In 2013, Oswind retired from football after the 2014 S.League season.

As of 2023, Oswind is a Class 1 referee. On 26 February 2023, he officiated his first match as an assistant referee in a Singapore Premier League match between Hougang United and Balestier Khalsa.

=== Futsal ===
Oswind was part of the Singapore national futsal team for the 2015 Asean Football Federation Futsal Championship.
He made his return to competitive futsal in the inaugural amateur futsal league - Kyna Futsal League in 2025.

=== Floorball ===
Oswind was also a floorball player who participated in the Singapore Floorball League in his teens and has represented the Singapore national floorball team from 2005 to 2010.

Oswind is a floorball coach with several schools and also an international floorball referee.

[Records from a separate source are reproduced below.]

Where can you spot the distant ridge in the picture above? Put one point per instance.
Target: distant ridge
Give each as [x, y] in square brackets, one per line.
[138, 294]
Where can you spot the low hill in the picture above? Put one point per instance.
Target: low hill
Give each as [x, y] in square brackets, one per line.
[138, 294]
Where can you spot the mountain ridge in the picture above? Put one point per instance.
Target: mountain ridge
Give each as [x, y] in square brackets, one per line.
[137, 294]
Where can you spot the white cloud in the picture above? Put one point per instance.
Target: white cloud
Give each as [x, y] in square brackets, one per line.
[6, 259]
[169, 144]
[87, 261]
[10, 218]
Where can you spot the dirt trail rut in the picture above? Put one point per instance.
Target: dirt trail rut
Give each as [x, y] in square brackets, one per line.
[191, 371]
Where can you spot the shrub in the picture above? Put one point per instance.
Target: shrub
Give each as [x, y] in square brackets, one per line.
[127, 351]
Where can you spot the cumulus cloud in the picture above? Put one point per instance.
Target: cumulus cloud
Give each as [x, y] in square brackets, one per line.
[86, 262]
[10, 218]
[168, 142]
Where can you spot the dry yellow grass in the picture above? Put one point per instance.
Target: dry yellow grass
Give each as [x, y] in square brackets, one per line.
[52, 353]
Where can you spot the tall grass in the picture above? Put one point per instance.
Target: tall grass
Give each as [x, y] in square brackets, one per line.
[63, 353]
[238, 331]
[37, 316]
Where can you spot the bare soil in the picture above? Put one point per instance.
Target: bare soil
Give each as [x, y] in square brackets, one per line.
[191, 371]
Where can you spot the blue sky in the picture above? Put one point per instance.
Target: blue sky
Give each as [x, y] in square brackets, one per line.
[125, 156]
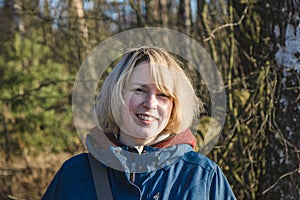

==Club career statistics==

Oswind Suriya's Profile

| Club Performance |  | League |  | Cup |  | League Cup |  | Total |  |  |  |  |
| Singapore |  | Prime League |  | FA Cup |  | -- |  |
| Club | Season | Apps | Goals | Apps | Goals | Apps | Goals | Yellow card | Yellow card Yellow-red card | Red card | Apps | Goals |
| Woodlands Wellington | 2012 | 12 (2) | 3 | 0 | 0 | - | - | 1 | 0 | 0 | 12 (2) | 3 |
| Singapore |  | S.League |  | Singapore Cup |  | League Cup |  | Total |  |  |  |  |
| Club | Season | Apps | Goals | Apps | Goals | Apps | Goals | Yellow card | Yellow card Yellow-red card | Red card | Apps | Goals |
| Woodlands Wellington | 2011 | 0 (2) | 0 | 0 | 0 | 0 | 0 | 0 | 0 | 0 | 0 (2) | 0 |
| 2012 | 5 (9) | 1 | 0 | 0 | 0 (3) | 0 | 0 | 0 | 0 | 5 (12) | 1 |
| 2013 | 2 (4) | 0 | 0 | 0 | 3 | 2 | 0 | 0 | 0 | 5 (4) | 2 |

All numbers encased in brackets signify substitute appearances.